We next evaluated the potential of our RF model to prospectively predict individual patient responses to induction CTX. Eleven patients were randomly selected from the test set and analysed separately. As shown in Figure 5E, the RF model correctly predicted all 8 responders and 2 of 3 resistant patients, confirming its utility for patient-level response prediction.

4. Discussion

In this study, we demonstrated that TS data for 111 genes from 1552 AML patients provide sufficient genomic information for the bioinformatic prediction of therapy response and risk assessment. Comparisons of SNV patterns between the AML-NCRI and AML-SG TS datasets, as well as between TS and WES/WGS data, confirmed the reliability of the TS datasets and served as quality control for all subsequent analyses.

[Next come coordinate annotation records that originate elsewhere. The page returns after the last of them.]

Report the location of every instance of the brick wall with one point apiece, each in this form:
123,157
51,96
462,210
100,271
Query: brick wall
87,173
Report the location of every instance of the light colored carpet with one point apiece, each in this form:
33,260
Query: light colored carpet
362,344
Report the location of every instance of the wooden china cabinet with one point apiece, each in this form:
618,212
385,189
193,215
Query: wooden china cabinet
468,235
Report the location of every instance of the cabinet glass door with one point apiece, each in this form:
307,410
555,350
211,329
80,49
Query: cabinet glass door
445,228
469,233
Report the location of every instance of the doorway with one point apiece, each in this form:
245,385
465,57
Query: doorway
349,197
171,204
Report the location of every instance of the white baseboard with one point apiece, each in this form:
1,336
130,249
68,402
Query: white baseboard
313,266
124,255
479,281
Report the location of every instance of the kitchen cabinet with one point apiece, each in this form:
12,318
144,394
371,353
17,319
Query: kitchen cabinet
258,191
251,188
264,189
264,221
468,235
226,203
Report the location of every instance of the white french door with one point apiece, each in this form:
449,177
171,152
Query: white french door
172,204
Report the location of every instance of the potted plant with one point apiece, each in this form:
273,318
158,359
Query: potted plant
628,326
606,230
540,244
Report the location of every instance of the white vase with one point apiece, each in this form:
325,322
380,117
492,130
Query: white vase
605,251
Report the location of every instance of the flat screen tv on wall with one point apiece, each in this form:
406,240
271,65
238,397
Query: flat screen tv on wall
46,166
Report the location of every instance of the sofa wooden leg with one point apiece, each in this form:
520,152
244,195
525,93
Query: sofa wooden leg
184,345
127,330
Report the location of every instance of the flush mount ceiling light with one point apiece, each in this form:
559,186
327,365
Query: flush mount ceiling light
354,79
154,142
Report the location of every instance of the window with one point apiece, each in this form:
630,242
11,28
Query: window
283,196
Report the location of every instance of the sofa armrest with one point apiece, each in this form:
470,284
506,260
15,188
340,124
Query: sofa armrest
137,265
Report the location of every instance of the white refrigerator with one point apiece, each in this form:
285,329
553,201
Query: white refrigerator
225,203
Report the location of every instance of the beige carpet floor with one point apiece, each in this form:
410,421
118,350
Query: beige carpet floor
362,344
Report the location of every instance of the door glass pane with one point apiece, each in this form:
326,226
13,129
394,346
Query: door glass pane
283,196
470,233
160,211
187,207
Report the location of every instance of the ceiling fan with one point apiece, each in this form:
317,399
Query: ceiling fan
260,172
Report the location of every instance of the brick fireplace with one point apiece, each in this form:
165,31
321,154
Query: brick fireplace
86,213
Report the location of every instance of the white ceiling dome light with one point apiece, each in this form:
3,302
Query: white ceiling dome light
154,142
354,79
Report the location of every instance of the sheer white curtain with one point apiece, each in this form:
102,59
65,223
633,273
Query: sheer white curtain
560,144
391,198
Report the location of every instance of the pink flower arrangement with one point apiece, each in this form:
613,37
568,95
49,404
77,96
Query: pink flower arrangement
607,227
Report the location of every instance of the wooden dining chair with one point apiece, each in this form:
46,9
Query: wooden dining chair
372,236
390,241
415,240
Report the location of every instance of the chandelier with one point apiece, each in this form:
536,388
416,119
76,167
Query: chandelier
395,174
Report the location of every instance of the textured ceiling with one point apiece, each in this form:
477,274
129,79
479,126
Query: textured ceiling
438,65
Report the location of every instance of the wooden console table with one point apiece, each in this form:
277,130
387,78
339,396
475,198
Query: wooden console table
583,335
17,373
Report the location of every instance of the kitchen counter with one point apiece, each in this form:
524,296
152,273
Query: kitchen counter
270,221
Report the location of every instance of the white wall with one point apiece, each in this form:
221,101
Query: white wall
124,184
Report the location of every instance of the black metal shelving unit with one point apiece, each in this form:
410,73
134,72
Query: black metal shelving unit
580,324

The first aim of this study was to explore the clinical significance of LDR using NNMF applied to genomic data of AML patients. In this approach, the number of patient groups in the input matrix had to exceed the number of RSs by at least one to enable clustering by NNMF. For example, the discrimination of four patient groups required no more than three RSs.

The similarity between the extracted RSs ranged from 86% to 94.2%, reflecting the fact that all analysed patients shared the same disease and underlying pathogenesis. Although NNMF produced highly similar RSs for a single disease, it still distinguished them as separate signatures. We analysed the datasets to extract RSs, intending to investigate whether the genomic data we used contained the information needed to predict the response to induction CTX and, ultimately, to perform risk assessment without incorporating clinical parameters. This objective differs from the identification of novel MSs, which are typically defined across many samples from diverse cancers to reveal defects in DDR mechanisms [10,11,31]. In that context, a similarity greater than 90% between two MSs would generally be considered too high to define a novel MS.

We introduced a novel isomorphism linking SNV catalogues from AML patients to signatures extracted via NNMF, which we term RSs for their iterative nature. Isomorphisms are the “Koebner phenomenon” or the relationship between DNA and the protein deciphered by the genetic code in the DNA [32,33]. As such, this mathematical framework enabled systematic mapping between patients’ genomic profiles and the extracted signatures, facilitating the stratification of patients with the same tumour. Using this approach, we examined clinically relevant endpoints, including response to induction CTX and risk stratification. Validation of our TS dataset using the independent TCGA WGS/WES datasets supported the robustness of our findings. Notably, RSs showed predictive value for both treatment response and risk stratification, indicating that this approach can reveal clinically relevant information embedded within tumour genomes. These findings highlight the potential of integrating mathematical modelling with genomic data to improve precision in AML management.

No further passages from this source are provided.